Aquello fue suficiente. Diane fingió una sonrisa que ocultó muy bien su aversión hacia esa pequeña maleducada y se rindió a las insistencias de los demás.

Connan se despidió de todos y salió de allí. Sentía la necesidad de aire fresco, por lo que optó por bajar por las escaleras, ya que la simple idea de permanecer quieto una fracción de segundo esperando la llegada del ascensor se le antojó insoportable.

Tal y como había previsto, nada más salió al frescor de la noche un ejército de jóvenes -entre los que destacaban en número las mujeres- se abalanzó sobre él. Pese al cansancio que padecía y las terribles ganas que sentía de llegar a casa no se le pasó por la cabeza ser grosero. Trató de acortar las emocionales atenciones de sus fans, aunque siempre con amabilidad. Pero sus fans eran fieros guerreros, y en el agotado estado en el que se encontraba, bien tenían las de ganar.
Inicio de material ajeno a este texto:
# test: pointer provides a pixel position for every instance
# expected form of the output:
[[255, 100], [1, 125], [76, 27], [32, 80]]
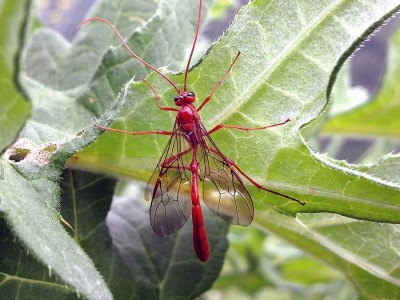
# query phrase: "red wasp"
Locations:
[[191, 155]]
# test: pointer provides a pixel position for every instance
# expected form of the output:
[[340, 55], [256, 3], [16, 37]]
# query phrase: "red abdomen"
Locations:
[[200, 241]]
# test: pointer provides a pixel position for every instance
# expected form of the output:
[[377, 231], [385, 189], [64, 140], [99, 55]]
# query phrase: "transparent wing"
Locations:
[[169, 187], [223, 190]]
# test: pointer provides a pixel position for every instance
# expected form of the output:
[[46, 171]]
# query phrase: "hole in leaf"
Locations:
[[18, 154]]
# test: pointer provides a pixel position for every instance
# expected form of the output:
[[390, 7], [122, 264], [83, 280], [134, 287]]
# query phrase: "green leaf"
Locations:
[[135, 261], [372, 119], [14, 108], [286, 70], [365, 252], [56, 76], [291, 53], [287, 78]]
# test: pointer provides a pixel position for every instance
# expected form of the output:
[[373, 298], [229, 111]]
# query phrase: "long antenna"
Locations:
[[130, 50], [194, 43]]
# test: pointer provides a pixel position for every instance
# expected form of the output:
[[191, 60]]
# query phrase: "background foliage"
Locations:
[[287, 69]]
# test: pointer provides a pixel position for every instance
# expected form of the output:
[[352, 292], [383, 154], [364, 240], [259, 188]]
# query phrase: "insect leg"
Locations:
[[161, 132], [234, 167], [167, 163], [158, 99], [220, 126], [219, 83]]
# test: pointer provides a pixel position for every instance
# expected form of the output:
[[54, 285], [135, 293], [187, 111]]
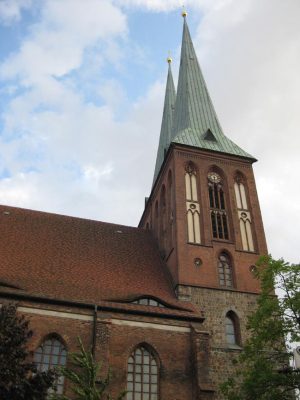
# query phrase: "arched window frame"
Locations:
[[218, 205], [156, 227], [170, 211], [244, 214], [232, 329], [192, 204], [149, 372], [163, 218], [49, 356], [225, 270]]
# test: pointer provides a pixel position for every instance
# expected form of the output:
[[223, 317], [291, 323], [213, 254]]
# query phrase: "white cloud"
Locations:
[[58, 41], [10, 10], [70, 155]]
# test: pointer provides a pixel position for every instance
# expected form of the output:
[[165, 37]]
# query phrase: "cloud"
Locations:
[[11, 10], [73, 143], [58, 41]]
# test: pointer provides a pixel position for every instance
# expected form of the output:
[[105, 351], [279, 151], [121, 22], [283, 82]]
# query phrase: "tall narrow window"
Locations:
[[163, 217], [232, 329], [243, 213], [51, 353], [156, 219], [142, 375], [170, 219], [225, 271], [218, 214], [192, 204]]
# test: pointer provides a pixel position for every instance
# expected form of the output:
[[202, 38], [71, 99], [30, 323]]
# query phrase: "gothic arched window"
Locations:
[[225, 270], [192, 204], [142, 375], [156, 228], [170, 221], [243, 213], [50, 354], [232, 329], [163, 217], [217, 203]]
Y confirmó aquella teoría cuando sintió manos vinientes de todas las direcciones ansiosas por tocarlo por todas partes.

En medio de esa vorágine de locura donde absolutamente todos los jóvenes lo habían implicado, por el rabillo del ojo distinguió una joven que gesticulaba llamativamente con las manos. Por sus movimientos parecía expresar un gran enojo. Parecía estar discutiendo acaloradamente con unos de los agentes de seguridad de la Torre Eiffel.

¿Realmente podría haber en aquel perímetro una persona absolutamente desinteresada por los famosos que allí se encontraban? Por increíble que pareciera, así era. No era posible que no hubiera advertido su presencia después de ser el núcleo de un escándalo que montaba más estruendo que una bomba atómica.
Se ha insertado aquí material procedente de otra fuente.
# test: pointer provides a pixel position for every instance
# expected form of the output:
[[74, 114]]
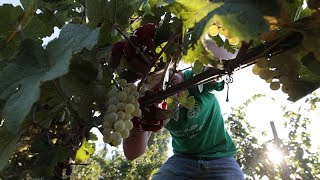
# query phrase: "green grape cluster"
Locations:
[[215, 29], [281, 71], [122, 105]]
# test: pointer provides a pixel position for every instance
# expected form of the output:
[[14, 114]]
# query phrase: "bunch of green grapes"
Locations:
[[122, 105], [215, 29], [280, 71]]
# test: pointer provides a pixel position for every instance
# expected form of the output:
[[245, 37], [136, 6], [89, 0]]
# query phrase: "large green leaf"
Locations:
[[244, 18], [200, 53], [7, 145], [107, 14], [21, 77], [9, 24], [80, 83], [40, 26]]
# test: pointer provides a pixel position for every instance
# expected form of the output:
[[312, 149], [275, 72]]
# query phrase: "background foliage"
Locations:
[[50, 95]]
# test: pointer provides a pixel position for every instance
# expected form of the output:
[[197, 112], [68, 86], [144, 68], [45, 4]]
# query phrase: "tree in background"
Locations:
[[53, 93], [118, 167], [299, 161]]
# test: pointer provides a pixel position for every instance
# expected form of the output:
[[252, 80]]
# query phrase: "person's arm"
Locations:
[[135, 145]]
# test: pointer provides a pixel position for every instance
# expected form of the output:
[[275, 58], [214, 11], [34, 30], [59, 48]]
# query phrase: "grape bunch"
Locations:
[[122, 105], [280, 71], [215, 29]]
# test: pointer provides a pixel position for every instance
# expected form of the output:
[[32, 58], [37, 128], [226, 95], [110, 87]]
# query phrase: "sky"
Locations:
[[259, 113]]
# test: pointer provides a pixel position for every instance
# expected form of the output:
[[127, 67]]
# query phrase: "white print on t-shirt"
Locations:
[[190, 132], [194, 112]]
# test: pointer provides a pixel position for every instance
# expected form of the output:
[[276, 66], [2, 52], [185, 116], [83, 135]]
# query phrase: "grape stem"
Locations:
[[155, 59]]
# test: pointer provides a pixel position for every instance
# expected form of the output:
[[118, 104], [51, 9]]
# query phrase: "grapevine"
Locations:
[[122, 105], [52, 94]]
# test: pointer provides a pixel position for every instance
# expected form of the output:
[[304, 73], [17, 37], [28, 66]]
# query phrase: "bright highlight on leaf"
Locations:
[[275, 155]]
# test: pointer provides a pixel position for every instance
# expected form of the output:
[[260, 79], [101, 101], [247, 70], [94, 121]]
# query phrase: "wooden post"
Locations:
[[284, 169]]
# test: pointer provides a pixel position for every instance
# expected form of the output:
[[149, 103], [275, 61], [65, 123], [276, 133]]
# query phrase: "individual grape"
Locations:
[[129, 108], [100, 73], [128, 124], [130, 99], [107, 124], [225, 32], [269, 80], [274, 85], [132, 87], [122, 96], [113, 100], [128, 116], [122, 82], [107, 138], [285, 88], [125, 133], [112, 91], [126, 90], [265, 73], [234, 40], [120, 106], [119, 126], [137, 112], [256, 69], [136, 105], [262, 63], [116, 138], [135, 94], [112, 108], [107, 131], [284, 79], [116, 142], [121, 114], [213, 30], [112, 117]]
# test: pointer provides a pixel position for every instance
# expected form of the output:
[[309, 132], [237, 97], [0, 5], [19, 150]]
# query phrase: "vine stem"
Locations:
[[154, 60], [274, 47]]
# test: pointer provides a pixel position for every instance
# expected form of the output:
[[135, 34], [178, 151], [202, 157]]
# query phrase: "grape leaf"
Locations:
[[311, 63], [201, 53], [107, 14], [40, 26], [8, 26], [22, 76], [79, 83], [8, 143], [63, 11], [85, 151]]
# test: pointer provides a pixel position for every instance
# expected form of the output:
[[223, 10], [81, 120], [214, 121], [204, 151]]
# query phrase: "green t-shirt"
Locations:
[[200, 132]]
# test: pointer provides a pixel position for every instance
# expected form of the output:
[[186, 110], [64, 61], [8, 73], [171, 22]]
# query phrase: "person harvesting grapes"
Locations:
[[202, 147]]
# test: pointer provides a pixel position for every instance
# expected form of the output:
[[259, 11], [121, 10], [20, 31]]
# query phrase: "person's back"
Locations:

Y entonces lo comprendió todo. Por supuesto, no podía ser otra que la extraña de los ojos violáceos. Pese a la distancia y la oscuridad, alcanzó a ver lo suficiente como para distinguirla. Sí, era ella.

Acalló la alarma que emitió su cerebro cuando fue consciente de la extraña alegría que experimentó al reconocerla. Y con una sonrisa que no sabía si era en servicio de una manera políticamente correcta de disculparse con sus fans por el desplante que estaba a punto de hacerles o por la natural reacción que le produjo verla, se dirigió hacia ella con decisión.